Bill Moyers covers everyone's favorite topic, Janet Jackson's breast, but looks at it (and media) from a different perspective. Full program details follow.
This week on NOW:
* Talk radio...who's setting the nation's agenda? NOW reports in RADIO WAVES.
* Super Bowl, the afterglow, the aftershock. NOW travels to Capitol
Hill for the FCC hearings in TV NATION.
* Representative Tom Osborne (R-NE) is on a mission to stop indecency in the media. A Bill Moyers interview.
* Who will really benefit from the Bush tax cuts? You might be left
out. NEW YORK TIMES tax expert David Cay Johnston talks with David Brancaccio about inequality.
One-in-four Americans get some of their daily news from talk radio.
Despite the popular notion of liberal bias in media, the biggest names
on the radio airwaves are unabashedly conservative. With the ability of corporate media giants to create conservative radio mega-stars and reach a huge audience, many critics wonder if talk radio is setting the political agenda in America. NOW examines talk radio's power to change opinion, influence policy, and shape the upcoming elections.
Among those interviewed are Portland, Oregon's conservative radio personality Lars Larson for a look at how his nationally-syndicated radio show is influencing politics and policy locally, as well as West Palm Beach's liberal talk radio personality Randi Rhodes.
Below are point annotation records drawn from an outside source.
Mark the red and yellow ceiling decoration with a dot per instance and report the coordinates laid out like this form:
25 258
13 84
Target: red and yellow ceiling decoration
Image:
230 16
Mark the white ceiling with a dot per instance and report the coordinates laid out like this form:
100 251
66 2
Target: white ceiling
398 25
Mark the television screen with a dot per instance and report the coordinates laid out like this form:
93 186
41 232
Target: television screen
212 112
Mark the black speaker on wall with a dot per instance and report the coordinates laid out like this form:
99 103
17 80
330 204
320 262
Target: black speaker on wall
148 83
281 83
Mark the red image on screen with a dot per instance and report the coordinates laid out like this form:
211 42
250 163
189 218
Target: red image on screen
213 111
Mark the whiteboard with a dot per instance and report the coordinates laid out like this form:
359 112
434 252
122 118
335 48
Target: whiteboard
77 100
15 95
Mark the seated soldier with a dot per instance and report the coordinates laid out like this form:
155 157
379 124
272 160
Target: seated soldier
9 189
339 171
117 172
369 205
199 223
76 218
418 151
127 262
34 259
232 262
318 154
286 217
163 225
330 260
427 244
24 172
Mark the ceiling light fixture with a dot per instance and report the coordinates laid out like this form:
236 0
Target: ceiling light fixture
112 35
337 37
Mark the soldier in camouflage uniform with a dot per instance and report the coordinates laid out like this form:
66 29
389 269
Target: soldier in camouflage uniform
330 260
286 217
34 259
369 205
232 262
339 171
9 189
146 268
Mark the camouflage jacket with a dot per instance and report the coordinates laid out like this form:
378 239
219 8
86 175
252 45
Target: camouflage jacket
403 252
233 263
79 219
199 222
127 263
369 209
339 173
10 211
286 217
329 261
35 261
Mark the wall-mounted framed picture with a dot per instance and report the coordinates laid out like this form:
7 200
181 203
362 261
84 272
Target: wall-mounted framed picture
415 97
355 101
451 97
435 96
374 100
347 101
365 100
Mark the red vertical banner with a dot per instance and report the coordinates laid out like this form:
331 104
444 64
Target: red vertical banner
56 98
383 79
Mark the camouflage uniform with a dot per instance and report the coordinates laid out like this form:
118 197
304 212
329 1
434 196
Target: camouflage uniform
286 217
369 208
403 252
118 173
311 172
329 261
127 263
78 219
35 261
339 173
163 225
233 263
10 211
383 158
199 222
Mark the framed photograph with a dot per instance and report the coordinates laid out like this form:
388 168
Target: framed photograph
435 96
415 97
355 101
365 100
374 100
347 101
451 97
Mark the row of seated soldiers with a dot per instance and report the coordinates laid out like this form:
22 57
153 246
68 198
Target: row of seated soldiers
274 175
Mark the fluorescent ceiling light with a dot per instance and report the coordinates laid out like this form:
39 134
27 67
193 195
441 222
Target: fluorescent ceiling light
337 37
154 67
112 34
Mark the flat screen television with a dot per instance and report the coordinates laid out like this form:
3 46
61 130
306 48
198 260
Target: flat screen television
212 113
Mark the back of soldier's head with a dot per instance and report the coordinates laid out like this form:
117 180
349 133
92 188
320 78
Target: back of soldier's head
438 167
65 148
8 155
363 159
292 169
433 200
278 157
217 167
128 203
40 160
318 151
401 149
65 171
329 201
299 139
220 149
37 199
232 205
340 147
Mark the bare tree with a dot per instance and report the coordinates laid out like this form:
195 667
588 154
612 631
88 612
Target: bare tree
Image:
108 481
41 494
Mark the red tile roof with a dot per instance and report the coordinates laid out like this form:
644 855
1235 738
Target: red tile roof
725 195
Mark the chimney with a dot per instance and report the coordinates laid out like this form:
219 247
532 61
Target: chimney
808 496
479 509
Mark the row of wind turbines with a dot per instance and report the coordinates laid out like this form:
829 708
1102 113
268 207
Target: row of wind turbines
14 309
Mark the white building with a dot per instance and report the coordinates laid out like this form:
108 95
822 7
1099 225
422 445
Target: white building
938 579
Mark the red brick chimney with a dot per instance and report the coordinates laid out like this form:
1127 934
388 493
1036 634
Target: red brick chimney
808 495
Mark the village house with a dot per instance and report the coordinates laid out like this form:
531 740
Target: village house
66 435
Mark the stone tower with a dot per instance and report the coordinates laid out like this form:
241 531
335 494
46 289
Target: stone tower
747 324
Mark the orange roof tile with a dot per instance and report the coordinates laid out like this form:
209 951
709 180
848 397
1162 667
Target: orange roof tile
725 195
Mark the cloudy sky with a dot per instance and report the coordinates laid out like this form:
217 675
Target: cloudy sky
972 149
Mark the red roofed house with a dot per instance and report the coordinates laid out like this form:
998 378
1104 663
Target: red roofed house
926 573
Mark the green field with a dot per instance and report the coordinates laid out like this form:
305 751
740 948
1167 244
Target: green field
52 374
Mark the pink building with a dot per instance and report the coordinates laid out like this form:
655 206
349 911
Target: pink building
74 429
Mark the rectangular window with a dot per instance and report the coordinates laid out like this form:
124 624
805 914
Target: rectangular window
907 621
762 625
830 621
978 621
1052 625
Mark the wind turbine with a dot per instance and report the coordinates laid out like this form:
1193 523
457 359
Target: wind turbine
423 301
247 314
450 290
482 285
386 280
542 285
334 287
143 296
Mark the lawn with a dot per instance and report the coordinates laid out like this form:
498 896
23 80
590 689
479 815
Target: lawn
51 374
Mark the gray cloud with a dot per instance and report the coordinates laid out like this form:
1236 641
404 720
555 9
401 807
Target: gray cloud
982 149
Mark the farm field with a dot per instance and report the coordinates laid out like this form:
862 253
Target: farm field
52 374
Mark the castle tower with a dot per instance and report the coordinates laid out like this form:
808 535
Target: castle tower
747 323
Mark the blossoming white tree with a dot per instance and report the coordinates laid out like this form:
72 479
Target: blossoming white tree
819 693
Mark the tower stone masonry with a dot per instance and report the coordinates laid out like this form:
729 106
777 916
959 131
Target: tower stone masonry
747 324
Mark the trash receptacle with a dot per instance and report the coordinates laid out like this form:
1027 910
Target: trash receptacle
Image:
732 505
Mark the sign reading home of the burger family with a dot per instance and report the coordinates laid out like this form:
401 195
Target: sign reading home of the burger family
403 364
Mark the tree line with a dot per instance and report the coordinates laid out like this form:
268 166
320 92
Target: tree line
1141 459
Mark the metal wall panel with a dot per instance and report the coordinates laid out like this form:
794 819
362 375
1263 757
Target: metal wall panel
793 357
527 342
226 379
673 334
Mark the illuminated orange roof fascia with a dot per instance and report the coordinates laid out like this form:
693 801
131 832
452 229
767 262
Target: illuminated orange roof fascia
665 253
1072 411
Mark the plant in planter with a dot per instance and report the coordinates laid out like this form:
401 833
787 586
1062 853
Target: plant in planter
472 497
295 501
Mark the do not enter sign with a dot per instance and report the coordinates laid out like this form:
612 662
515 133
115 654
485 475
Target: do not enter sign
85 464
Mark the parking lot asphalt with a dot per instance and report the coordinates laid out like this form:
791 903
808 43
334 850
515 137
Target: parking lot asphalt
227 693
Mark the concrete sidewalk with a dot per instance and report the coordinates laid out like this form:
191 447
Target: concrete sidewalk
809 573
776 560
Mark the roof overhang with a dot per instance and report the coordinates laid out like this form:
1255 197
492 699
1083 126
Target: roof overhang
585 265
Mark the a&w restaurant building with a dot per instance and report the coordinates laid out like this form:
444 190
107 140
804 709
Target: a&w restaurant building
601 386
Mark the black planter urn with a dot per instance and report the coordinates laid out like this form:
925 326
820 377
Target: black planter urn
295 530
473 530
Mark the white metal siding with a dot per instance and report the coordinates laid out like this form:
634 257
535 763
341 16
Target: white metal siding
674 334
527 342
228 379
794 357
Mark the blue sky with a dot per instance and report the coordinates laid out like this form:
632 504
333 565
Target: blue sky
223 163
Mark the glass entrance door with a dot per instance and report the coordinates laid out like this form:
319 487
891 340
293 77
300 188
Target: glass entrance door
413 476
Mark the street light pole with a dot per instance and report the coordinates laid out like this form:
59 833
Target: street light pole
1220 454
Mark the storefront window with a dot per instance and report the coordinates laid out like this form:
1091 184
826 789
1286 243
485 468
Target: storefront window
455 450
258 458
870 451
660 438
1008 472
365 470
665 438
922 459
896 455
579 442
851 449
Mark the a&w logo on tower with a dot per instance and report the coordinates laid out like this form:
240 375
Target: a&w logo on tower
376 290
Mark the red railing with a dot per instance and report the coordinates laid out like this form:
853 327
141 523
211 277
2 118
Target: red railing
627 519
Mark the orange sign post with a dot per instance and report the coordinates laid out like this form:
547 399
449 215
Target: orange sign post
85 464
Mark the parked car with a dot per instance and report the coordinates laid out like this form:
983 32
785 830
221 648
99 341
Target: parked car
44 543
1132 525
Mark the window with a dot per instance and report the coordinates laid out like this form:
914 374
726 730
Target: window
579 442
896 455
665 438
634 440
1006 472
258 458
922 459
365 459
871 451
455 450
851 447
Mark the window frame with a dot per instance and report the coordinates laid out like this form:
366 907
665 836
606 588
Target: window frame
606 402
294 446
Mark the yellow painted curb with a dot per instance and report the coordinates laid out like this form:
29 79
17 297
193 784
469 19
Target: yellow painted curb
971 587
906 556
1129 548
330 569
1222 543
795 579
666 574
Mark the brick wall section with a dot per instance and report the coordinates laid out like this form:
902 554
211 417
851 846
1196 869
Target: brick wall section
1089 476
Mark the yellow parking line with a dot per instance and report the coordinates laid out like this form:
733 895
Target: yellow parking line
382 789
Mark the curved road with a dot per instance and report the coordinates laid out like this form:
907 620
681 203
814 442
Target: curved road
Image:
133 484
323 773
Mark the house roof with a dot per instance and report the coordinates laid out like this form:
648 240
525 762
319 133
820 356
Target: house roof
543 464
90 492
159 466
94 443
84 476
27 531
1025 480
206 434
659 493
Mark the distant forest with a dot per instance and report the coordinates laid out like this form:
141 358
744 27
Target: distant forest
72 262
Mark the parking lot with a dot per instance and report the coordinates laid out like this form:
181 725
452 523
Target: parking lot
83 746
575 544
In the wake of Janet Jackson's infamous halftime show, both the Senate and House held hearings Wednesday on indecency in the media, questioning the FCC, Viacom president and COO Mel Karmazin, and NFL Commissioner Paul Tagliabue. With this week's Comcast takeover bid for Disney, the second-largest hostile bid in US Corporate history, many critics worry that increasing media consolidation will make it more likely that indecent material will end up on the airwaves. As Big Media gets bigger, will local community standards suffer from a more permissive national standard? NOW heads to Capitol Hill to report.